How to use this copy-paste for semantic segmentation

Question

How to use this copy-paste for semantic segmentation

AndyChang666 opened this issue 4 years ago · 3 comments

Hi, may I ask you how to use this method to augment the dataset of semantic segmentation?
Thank you.

Answer 1 · 2021-02-02T01:27:56.000Z

I assume for semantic segmentation that you have a single mask with all the classes. It's not the prettiest solution, but something like this should work:

def extract_bbox(mask):
    h, w = mask.shape
    yindices = np.where(np.any(mask, axis=0))[0]
    xindices = np.where(np.any(mask, axis=1))[0]
    if yindices.shape[0]:
        y1, y2 = yindices[[0, -1]]
        x1, x2 = xindices[[0, -1]]
        y2 += 1
        x2 += 1
    else:
        y1, x1, y2, x2 = 0, 0, 0, 0

    return (y1, x1, y2, x2)

def load_example(self, index):
    image = self.load_image(index) #some function to load your image (H, W, 3)
    mask = self.load_mask(index) #some function to load your mask (H, W)

    masks = []
    bboxes = []
    #split the mask into individual binary masks for each class
    for ix, value in enumerate(np.unique(mask)[1:]):
        masks.append(mask == value)
        bboxes.append(extract_bbox(mask == value)  + (value, ix))

    #pack outputs into a dict
    output = {
        'image': image,
        'masks': masks,
        'bboxes': bboxes
    }
        
    return self.transforms(**output)

Once you have the output from copy-paste and all the other augmentations, convert back to semantic mask.

output = dataset[index]
mask_classes = [b[-2] for b in output['bboxes']]
mask_indices = [b[-1] for b in output['bboxes']]

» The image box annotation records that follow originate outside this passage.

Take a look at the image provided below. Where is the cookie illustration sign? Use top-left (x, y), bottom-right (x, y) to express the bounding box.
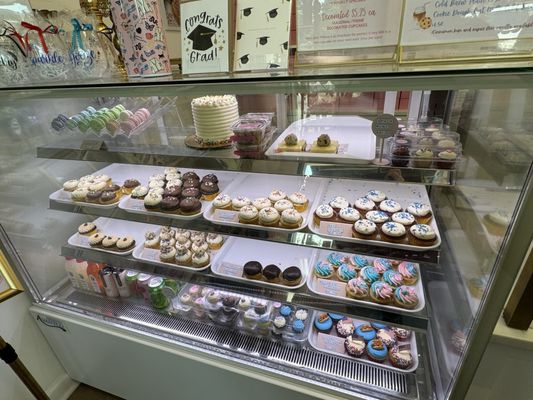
top-left (296, 0), bottom-right (402, 51)
top-left (401, 0), bottom-right (533, 46)
top-left (181, 0), bottom-right (229, 74)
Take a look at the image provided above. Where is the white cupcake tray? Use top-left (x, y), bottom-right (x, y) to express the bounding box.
top-left (307, 311), bottom-right (418, 373)
top-left (307, 250), bottom-right (426, 313)
top-left (68, 217), bottom-right (150, 256)
top-left (309, 179), bottom-right (441, 251)
top-left (204, 174), bottom-right (325, 232)
top-left (118, 166), bottom-right (238, 220)
top-left (133, 225), bottom-right (227, 272)
top-left (211, 237), bottom-right (316, 290)
top-left (48, 164), bottom-right (129, 209)
top-left (265, 115), bottom-right (376, 164)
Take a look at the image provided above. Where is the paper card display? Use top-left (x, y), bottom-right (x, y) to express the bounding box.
top-left (234, 0), bottom-right (291, 71)
top-left (181, 0), bottom-right (229, 74)
top-left (296, 0), bottom-right (402, 52)
top-left (401, 0), bottom-right (533, 46)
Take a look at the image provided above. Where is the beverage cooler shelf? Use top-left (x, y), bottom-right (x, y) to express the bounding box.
top-left (61, 244), bottom-right (428, 331)
top-left (47, 285), bottom-right (423, 400)
top-left (49, 199), bottom-right (439, 264)
top-left (37, 139), bottom-right (456, 186)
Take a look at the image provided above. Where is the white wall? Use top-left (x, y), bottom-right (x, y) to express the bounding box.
top-left (0, 293), bottom-right (77, 400)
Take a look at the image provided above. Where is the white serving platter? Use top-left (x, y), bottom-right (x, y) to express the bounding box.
top-left (204, 174), bottom-right (326, 232)
top-left (211, 237), bottom-right (316, 290)
top-left (68, 217), bottom-right (150, 256)
top-left (118, 166), bottom-right (238, 220)
top-left (309, 179), bottom-right (441, 251)
top-left (307, 250), bottom-right (426, 313)
top-left (307, 311), bottom-right (418, 373)
top-left (133, 225), bottom-right (228, 271)
top-left (265, 116), bottom-right (376, 164)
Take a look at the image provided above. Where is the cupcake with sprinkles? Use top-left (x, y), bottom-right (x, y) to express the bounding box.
top-left (346, 277), bottom-right (370, 300)
top-left (337, 264), bottom-right (357, 282)
top-left (383, 269), bottom-right (403, 288)
top-left (373, 258), bottom-right (392, 274)
top-left (346, 254), bottom-right (370, 271)
top-left (313, 261), bottom-right (334, 279)
top-left (398, 261), bottom-right (418, 285)
top-left (394, 285), bottom-right (418, 309)
top-left (359, 265), bottom-right (380, 285)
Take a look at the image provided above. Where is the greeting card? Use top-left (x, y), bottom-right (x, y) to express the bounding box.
top-left (181, 0), bottom-right (229, 74)
top-left (233, 0), bottom-right (291, 71)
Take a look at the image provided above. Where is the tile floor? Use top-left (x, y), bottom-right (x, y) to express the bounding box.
top-left (68, 383), bottom-right (121, 400)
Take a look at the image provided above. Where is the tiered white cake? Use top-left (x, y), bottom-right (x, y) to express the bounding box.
top-left (191, 95), bottom-right (239, 144)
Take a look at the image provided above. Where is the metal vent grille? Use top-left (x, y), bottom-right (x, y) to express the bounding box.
top-left (55, 291), bottom-right (418, 399)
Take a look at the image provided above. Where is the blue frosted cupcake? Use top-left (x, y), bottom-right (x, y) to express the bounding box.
top-left (355, 324), bottom-right (376, 342)
top-left (366, 339), bottom-right (389, 363)
top-left (314, 313), bottom-right (333, 333)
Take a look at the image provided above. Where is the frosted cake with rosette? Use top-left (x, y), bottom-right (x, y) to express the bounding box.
top-left (191, 95), bottom-right (239, 145)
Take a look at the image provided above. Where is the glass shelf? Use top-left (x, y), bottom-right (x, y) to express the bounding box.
top-left (50, 200), bottom-right (439, 264)
top-left (61, 245), bottom-right (428, 331)
top-left (37, 136), bottom-right (456, 186)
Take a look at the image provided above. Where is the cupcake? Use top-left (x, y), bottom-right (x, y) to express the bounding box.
top-left (289, 192), bottom-right (309, 212)
top-left (398, 261), bottom-right (418, 285)
top-left (344, 336), bottom-right (366, 357)
top-left (259, 207), bottom-right (280, 226)
top-left (314, 313), bottom-right (333, 333)
top-left (433, 150), bottom-right (457, 169)
top-left (366, 339), bottom-right (388, 363)
top-left (335, 317), bottom-right (355, 338)
top-left (365, 189), bottom-right (387, 205)
top-left (412, 147), bottom-right (433, 168)
top-left (354, 197), bottom-right (376, 218)
top-left (239, 205), bottom-right (259, 224)
top-left (372, 258), bottom-right (392, 274)
top-left (365, 210), bottom-right (390, 229)
top-left (211, 194), bottom-right (231, 210)
top-left (347, 254), bottom-right (370, 271)
top-left (346, 277), bottom-right (369, 300)
top-left (339, 207), bottom-right (361, 224)
top-left (381, 222), bottom-right (408, 243)
top-left (337, 264), bottom-right (357, 282)
top-left (379, 199), bottom-right (402, 216)
top-left (352, 219), bottom-right (378, 240)
top-left (406, 202), bottom-right (433, 224)
top-left (312, 203), bottom-right (335, 226)
top-left (394, 286), bottom-right (418, 309)
top-left (313, 261), bottom-right (334, 279)
top-left (383, 269), bottom-right (403, 288)
top-left (389, 346), bottom-right (413, 369)
top-left (376, 328), bottom-right (396, 348)
top-left (369, 281), bottom-right (394, 304)
top-left (391, 212), bottom-right (415, 227)
top-left (409, 224), bottom-right (437, 246)
top-left (329, 196), bottom-right (350, 212)
top-left (355, 324), bottom-right (376, 342)
top-left (359, 265), bottom-right (380, 285)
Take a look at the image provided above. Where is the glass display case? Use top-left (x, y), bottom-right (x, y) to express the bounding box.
top-left (0, 69), bottom-right (533, 399)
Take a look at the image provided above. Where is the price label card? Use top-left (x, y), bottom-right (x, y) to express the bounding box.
top-left (319, 221), bottom-right (352, 237)
top-left (317, 332), bottom-right (344, 354)
top-left (213, 210), bottom-right (239, 222)
top-left (296, 0), bottom-right (402, 51)
top-left (218, 262), bottom-right (242, 277)
top-left (318, 279), bottom-right (346, 297)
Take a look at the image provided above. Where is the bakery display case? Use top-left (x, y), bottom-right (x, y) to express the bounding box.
top-left (0, 68), bottom-right (533, 399)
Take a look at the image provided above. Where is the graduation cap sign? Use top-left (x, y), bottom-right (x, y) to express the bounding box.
top-left (187, 25), bottom-right (217, 51)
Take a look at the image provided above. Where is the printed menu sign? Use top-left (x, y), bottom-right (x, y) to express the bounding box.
top-left (401, 0), bottom-right (533, 46)
top-left (234, 0), bottom-right (291, 71)
top-left (181, 0), bottom-right (229, 74)
top-left (296, 0), bottom-right (402, 51)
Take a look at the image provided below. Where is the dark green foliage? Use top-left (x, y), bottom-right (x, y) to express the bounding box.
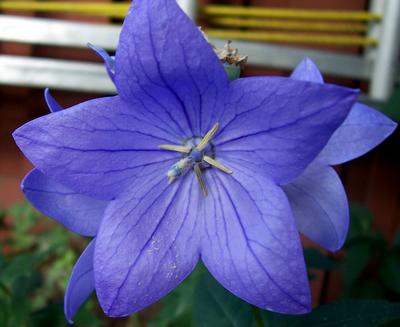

semantic_mask = np.zeros_like(output['masks'][0]).astype(np.long) #could be uint8 if fewer than 255 classes
for class, index in  zip(mask_classes, mask_indices)
    semantic_mask += output['masks'][index] * class

del output['masks']
output['mask'] = semantic_mask

You could also further split the semantic mask by connected components (using skimage.measure.label, then you could also use skimage.measure.regionprops to extract the bounding boxes).

Answer 2 · 2021-02-02T03:51:58.000Z

Thanks for your quick reply. However, the semantic segmentation task does not have a bounding box for ground truth images.
And I want to apply on cityscapes instead of coco datasets. Then how should I modify these codes?

Answer 3 · 2021-02-02T12:33:53.000Z

Bounding boxes are easy to extract from a ground truth segmentation mask. That's what this line is for: bboxes.append(extract_bbox(mask == value) + (value, ix)).